One is to give sensual pleasure in its own right. There are all sorts of sensual pleasures that prose might convey, from the erotic to the gastronomic to the social. Tom Clancy's loving descriptions of really big machines with really big guns are designed to titillate those of certain tastes. The depiction of suffering and injustice in the works of more liberal minded authors is designed to give a frisson of self-righteousness to the reader. Harry Potter depends heavily on the child's pleasure in the fantasy of being special and powerful, of being rewarded for extraordinary gifts where others would be scolded and sent to bed.
The sensual appeal can be very strong, but it is also very individual. What entrances one reader will repulse another.

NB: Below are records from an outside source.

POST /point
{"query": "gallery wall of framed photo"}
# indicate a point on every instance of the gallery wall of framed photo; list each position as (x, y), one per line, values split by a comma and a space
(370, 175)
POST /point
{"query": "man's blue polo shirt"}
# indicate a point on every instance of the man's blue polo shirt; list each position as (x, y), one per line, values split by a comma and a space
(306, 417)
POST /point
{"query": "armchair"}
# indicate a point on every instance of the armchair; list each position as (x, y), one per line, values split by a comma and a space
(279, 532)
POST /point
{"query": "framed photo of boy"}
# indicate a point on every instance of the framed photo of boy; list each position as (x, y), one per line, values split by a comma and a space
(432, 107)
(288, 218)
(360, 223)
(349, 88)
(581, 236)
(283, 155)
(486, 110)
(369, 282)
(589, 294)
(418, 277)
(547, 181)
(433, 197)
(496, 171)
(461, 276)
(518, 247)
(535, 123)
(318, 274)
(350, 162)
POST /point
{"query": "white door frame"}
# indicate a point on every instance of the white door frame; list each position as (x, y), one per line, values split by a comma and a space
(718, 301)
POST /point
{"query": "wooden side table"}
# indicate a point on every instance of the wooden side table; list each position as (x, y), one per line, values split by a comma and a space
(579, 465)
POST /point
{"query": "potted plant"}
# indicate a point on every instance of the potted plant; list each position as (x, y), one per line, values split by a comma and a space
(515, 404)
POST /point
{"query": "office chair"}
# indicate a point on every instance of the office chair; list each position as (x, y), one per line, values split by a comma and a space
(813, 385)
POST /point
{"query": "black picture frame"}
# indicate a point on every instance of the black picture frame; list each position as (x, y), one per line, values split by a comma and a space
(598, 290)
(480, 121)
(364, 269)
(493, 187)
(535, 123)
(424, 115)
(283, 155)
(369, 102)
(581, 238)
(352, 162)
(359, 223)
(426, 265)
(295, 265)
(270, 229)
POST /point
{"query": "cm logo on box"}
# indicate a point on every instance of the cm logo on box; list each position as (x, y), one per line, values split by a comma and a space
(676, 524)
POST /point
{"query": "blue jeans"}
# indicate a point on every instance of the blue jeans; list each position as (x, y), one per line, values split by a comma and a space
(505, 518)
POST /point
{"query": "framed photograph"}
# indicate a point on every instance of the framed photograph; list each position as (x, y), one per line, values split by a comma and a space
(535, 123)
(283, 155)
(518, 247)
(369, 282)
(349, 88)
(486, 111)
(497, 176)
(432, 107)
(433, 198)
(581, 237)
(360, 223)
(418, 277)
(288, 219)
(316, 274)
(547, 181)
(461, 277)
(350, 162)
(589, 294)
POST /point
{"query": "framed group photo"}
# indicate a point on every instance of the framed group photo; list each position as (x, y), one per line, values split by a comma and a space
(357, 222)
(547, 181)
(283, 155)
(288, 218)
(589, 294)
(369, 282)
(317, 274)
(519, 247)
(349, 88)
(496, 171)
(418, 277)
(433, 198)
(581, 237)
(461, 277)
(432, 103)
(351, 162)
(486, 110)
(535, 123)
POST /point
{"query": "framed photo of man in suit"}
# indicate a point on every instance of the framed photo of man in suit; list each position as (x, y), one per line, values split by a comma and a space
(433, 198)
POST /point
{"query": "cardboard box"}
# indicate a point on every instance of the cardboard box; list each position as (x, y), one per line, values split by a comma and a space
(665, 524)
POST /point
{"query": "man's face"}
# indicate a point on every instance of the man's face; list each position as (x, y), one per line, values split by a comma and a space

The other reason for description in literature is to support story. This is about what we need to know to follow the story and to feel fully immersed in the story.
The reason backstory dumps are so often a problem for writers is that they often come before the reader cares about them. Unless they are well enough written to give sensual pleasure, and the reader is receptive to that particular brand of sensual pleasure, then the description is tedious if it is not relevant to the story as the reader is currently experiencing it.

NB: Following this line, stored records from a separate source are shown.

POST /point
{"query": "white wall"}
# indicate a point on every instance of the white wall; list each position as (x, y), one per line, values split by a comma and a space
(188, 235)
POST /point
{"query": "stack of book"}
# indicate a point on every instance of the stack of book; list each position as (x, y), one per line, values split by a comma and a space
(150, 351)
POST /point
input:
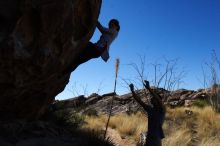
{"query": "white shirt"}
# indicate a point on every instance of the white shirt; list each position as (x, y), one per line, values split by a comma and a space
(107, 37)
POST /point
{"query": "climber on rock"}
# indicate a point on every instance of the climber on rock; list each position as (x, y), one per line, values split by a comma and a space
(156, 114)
(102, 46)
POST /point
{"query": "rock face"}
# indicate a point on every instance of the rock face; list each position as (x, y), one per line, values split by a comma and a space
(40, 43)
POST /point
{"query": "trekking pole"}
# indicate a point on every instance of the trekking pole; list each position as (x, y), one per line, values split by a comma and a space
(111, 105)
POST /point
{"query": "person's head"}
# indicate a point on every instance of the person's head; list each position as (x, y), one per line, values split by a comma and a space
(114, 23)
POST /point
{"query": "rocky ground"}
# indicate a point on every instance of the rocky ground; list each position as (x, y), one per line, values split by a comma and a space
(100, 104)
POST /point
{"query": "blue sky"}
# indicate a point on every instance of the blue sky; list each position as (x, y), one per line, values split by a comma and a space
(183, 29)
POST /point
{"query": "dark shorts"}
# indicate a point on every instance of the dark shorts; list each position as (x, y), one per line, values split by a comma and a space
(153, 142)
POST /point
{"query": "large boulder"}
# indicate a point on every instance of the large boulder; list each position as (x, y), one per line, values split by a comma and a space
(40, 43)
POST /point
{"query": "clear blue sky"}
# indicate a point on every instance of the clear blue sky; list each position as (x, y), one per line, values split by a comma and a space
(184, 29)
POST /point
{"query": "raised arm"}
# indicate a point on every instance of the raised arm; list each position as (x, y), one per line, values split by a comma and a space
(156, 96)
(103, 29)
(137, 98)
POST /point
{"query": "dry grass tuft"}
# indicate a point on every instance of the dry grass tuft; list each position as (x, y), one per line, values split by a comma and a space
(178, 126)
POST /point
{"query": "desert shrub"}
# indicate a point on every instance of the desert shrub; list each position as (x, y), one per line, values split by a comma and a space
(201, 103)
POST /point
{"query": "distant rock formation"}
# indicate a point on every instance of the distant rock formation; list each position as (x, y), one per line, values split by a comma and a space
(125, 103)
(40, 43)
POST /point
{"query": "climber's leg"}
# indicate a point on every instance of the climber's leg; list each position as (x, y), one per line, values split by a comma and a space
(91, 51)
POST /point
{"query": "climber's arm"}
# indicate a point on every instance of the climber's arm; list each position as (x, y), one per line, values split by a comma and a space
(103, 29)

Back to the Future is a fish out of water story. How the flux capacitor works is not story relevant, and would not give sensual pleasure to most of the intended audience, so it is not detailed in the movie.
The Matrix is a much more philosophical movie. It deals with the ancient philosophical question of how we can know if anything is real. Contemplating this question gives us the pleasure of feeling clever and feeling superior to the lesser minds who go around blissfully believing everything they see. It is also relevant to the story at the point it is given (as best I remember) because Neo needs to know the nature of the thing he is fighting.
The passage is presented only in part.